# Grate or No Grate on Buck 27000??



## Fastdonzi (Mar 7, 2015)

Wondering if it is recommended to use a Grate or not with this stove?? I Am using one, Have for 14 yrs. Now seeing that new stoves recommend not using one I wonder if this would do better without it. I don't get nearly the burn times I should and I have everything up to par (Liner, New door gaskets, good wood etc) Any thoughts?? Thanks


----------



## bholler (Mar 7, 2015)

loose the grate you can fit more wood and air wont be able to get under the wood as much both things will increase burn times


----------



## Fastdonzi (Mar 7, 2015)

Good points. Next time it cools enough to clean I'll take the grate out and try it like that.  I should be swapping to the new stove but I have to go to Brazil for work and the wife doesn't want to left with something she's not familiar with. Cant blame her I guess..


----------



## gzecc (Mar 8, 2015)

I have a 28000. How long do you get?
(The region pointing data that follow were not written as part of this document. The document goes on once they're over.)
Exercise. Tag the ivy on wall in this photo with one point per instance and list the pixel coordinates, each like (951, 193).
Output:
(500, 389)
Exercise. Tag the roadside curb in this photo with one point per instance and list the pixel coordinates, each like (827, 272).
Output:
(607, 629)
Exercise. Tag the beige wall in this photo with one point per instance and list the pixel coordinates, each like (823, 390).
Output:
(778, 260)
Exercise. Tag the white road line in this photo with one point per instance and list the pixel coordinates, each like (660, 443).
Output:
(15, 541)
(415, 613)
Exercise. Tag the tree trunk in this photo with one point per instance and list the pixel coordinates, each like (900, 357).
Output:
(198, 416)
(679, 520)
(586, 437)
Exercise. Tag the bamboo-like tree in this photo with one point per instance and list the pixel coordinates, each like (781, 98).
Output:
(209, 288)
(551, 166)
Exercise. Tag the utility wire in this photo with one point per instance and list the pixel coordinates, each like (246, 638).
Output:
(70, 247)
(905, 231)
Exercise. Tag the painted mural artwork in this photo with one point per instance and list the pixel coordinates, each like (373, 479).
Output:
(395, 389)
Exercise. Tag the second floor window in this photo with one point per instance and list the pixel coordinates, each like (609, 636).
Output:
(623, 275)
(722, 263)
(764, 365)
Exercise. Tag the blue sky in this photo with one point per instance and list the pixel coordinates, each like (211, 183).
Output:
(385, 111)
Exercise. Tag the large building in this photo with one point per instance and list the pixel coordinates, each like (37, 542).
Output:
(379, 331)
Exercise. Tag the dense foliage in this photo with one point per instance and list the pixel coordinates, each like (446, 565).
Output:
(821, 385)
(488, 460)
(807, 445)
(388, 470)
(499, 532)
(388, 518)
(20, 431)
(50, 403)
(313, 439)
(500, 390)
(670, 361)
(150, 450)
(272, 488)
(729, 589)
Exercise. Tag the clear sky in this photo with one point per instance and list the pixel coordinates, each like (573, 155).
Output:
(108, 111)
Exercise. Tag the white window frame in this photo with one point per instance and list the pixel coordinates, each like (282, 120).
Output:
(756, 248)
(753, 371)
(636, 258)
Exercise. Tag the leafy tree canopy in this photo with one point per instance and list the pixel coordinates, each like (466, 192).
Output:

What kind of wood are you burning?


----------



## pokatink (Jan 8, 2018)

I know this thread is old, but I got on here to ask the same. Grate or No grate, by what I read I may try it without the grate and see if my burn times increase. I have the buck 27000.


----------



## rox3406 (Jan 9, 2018)

I have a 2700. Lose the grate way better burn times.


----------